Marò, dopo tre anni di incubo ora l’Italia fa la voce grossa (si fa per dire)

25 Mar 2015 21:38 - di Redazione
Manifestazione di Casapound per i marò

L’Italia fa la voce grossa – si fa per dire – sulla lunga e complicata vicenda che vede coinvolti i due marò Massimiliano Latorre e Salvatore Girone: o ci sarà una soluzione oppure è a rischio la nostra partecipazione alla missione antipirateria dell’Ue. Una posizione, netta ma tardiva, che arriva proprio nel giorno in cui l’India fa sapere che una squadra di legali sta studiando la proposta inviata dall’Italia per una soluzione consensuale del caso. Il tutto mentre fra meno di 20 giorni scade la licenza concessa a Latorre per sottoporsi a terapie riabilitative dopo l’ictus che lo ha colpito a Nuova Delhi il 31 agosto 2014. L’eventuale uscita dall’Italia dall’operazione militare Atalanta è inserita in un emendamento al decreto legge sul terrorismo approvato nelle ultime ore in commissione alla Camera e ora all’esame dell’aula che prevede anche che i militari italiani non potranno più difendere navi private che navigano nei mari a rischio di pirateria. Intanto a Nuova Delhi, rispondendo ad una domanda dell’Ansa il direttore generale del ministero degli Esteri, Navtej Singh Sarna, ha confermato senza esitazione che «una proposta italiana c’è e che è attualmente allo studio dei nostri esperti legali» senza fornire ulteriori dettagli sui contenuti. Dell’invio di una proposta di Roma al premier indiano Narendra Modi si era saputo peraltro già lo scorso dicembre per ammissione dello stesso ministro degli Esteri Sushma Swaraj.

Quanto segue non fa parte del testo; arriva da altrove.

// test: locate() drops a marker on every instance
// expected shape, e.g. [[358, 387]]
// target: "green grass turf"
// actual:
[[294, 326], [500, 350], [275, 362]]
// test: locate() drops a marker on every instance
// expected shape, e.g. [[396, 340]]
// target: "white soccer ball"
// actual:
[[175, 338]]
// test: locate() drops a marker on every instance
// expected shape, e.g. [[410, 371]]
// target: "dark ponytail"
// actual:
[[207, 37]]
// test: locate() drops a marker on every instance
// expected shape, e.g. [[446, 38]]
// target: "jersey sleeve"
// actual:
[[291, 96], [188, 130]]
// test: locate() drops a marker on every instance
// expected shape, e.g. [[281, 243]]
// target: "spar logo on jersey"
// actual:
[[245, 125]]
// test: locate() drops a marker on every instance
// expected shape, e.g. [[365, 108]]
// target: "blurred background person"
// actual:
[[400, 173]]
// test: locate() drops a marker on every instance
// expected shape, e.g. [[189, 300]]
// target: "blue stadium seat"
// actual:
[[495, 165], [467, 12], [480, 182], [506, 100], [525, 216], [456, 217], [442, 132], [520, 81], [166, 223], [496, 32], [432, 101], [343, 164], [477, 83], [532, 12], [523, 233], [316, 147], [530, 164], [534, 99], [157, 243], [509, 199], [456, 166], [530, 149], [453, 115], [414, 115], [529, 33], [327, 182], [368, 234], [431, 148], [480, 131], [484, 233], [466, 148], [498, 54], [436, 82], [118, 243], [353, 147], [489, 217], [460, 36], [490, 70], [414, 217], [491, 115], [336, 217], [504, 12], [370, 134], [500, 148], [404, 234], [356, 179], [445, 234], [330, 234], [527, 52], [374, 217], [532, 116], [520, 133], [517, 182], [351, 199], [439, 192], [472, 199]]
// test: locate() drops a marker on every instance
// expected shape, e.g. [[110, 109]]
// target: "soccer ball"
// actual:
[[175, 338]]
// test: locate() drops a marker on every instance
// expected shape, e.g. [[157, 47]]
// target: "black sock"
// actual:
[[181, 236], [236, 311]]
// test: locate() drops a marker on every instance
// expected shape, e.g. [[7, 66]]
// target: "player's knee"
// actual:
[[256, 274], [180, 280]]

I legali del marò Latorre chiederanno una proroga per il rientro

A quanto si apprende, quale che sia la soluzione che sarà eventualmente trovata per uscire dal vicolo cieco in cui sono rimasti intrappolati i due Fucilieri di Marina, il governo indiano vuole che sia accettata anche dalla Corte suprema innanzi alla quale Latorre e Girone si trovano dal 18 gennaio 2013. Presto il massimo tribunale indiano dovrà riprendere l’esame di un articolato ricorso italiano in cui si chiede fra l’altro che, dopo l’eliminazione da parte della Corte stessa della legge sulla repressione del terrorismo in mare (Sua Act), dal processo venga esclusa anche la polizia investigativa Nia che per statuto può operare solo in base a leggi antiterrorismo. Il 10 marzo scorso la cancelleria della Corte ha disposto la calendarizzazione in aula del ricorso, che però a oggi non è ancora avvenuta. Nell’attesa che questo accada è presumibile che i legali di Latorre chiedano una nuova proroga del suo soggiorno in Italia, soprattutto qualora i medici che lo stanno curando stabilissero che il recupero non è definitivo. E questo potrebbe trasformarsi nella cartina di tornasole della buona volontà dell’India di attendere che i tempi siano maturi per concordare una ipotesi di soluzione del caso in cui nessuna delle parti senta di essersi allontanata troppo dai suoi principi.